Wat is er mis met cinema, in termen van “de bourgeois gaze” en zogenaamde “sociale cinema”?
Dit is een groot werk dat Rob Grams, adjunct-hoofdredacteur van Frustration, binnen een reeks artikelen over cinema uiteenzette. Bourgeois gaze verwijst naar de manier waarop cinema – een bijna volledige monopolie van de bourgeoisie en bourgeois kinderen – grotendeels wordt geproduceerd door de ogen van de hogere klassen. Dit vertaalt zich op verschillende manieren: ten eerste filmen en vertellen zij zichzelf, vandaar het gevoel dat men soms kan hebben dat de meeste films zich afspelen in grote Parijse of New Yorkse flats, alsof dit de normale en wijdverspreide manier van leven is. Maar ze filmen ook anderen vanuit hun standpunt. En als het gaat om het tonen van de arbeidersklasse, is het vaak catastrofaal. Het licht is grijs, de mensen spreken slecht, zijn belachelijk of zielig en bovenal verliezen ze voortdurend de strijd. Het lijkt erop dat de bourgeoisie zich goed voelt als ze de ellende van het proletariaat aanschouwt. Men heeft de nodige 15 minuten sociale empathie ervaren, waardoor ze zichzelf weer als een goed mens kunnen beschouwen, en bovendien nog gerustgesteld over het onvermogen van arbeiders en bedienden om in opstand te komen tegen de onrechtvaardige orde waarvan ze profiteren. 
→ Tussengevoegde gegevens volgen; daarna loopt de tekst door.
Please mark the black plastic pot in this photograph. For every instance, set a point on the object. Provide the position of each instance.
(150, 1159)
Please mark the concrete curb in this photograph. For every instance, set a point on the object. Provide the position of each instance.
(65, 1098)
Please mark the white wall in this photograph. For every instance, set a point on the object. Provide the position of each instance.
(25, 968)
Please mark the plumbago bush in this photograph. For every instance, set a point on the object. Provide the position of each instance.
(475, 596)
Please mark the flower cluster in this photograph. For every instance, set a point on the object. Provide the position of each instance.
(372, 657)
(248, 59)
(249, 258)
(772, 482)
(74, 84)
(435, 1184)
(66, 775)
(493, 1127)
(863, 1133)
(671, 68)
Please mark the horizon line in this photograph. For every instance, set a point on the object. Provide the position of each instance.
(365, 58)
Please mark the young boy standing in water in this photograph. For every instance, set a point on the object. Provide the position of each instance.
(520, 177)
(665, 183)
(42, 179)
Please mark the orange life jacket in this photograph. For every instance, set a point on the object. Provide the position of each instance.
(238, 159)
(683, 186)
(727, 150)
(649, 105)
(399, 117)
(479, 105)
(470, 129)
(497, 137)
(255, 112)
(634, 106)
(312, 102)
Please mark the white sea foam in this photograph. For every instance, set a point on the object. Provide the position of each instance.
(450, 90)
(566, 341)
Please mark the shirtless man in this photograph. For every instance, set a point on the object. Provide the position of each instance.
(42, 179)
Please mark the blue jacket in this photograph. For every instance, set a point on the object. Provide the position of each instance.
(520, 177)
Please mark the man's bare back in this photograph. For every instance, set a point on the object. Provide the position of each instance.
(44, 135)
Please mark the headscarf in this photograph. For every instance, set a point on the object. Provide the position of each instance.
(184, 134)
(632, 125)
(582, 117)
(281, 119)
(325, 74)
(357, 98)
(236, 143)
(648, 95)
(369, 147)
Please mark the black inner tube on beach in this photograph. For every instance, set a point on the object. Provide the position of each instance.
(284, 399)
Wat zou jouw ideale scenario zijn, echt sociale cinema?
Een film die een zegevierende sociale revolutie laat zien. Of werknemers die zich verenigen en winnen in hun bedrijf, de herovering van een hele middenklassewijk door precaire mensen… Dit alles met een waanzinnige cast, goede seksscènes en een ongelooflijke soundtrack. Niets minder dan dat.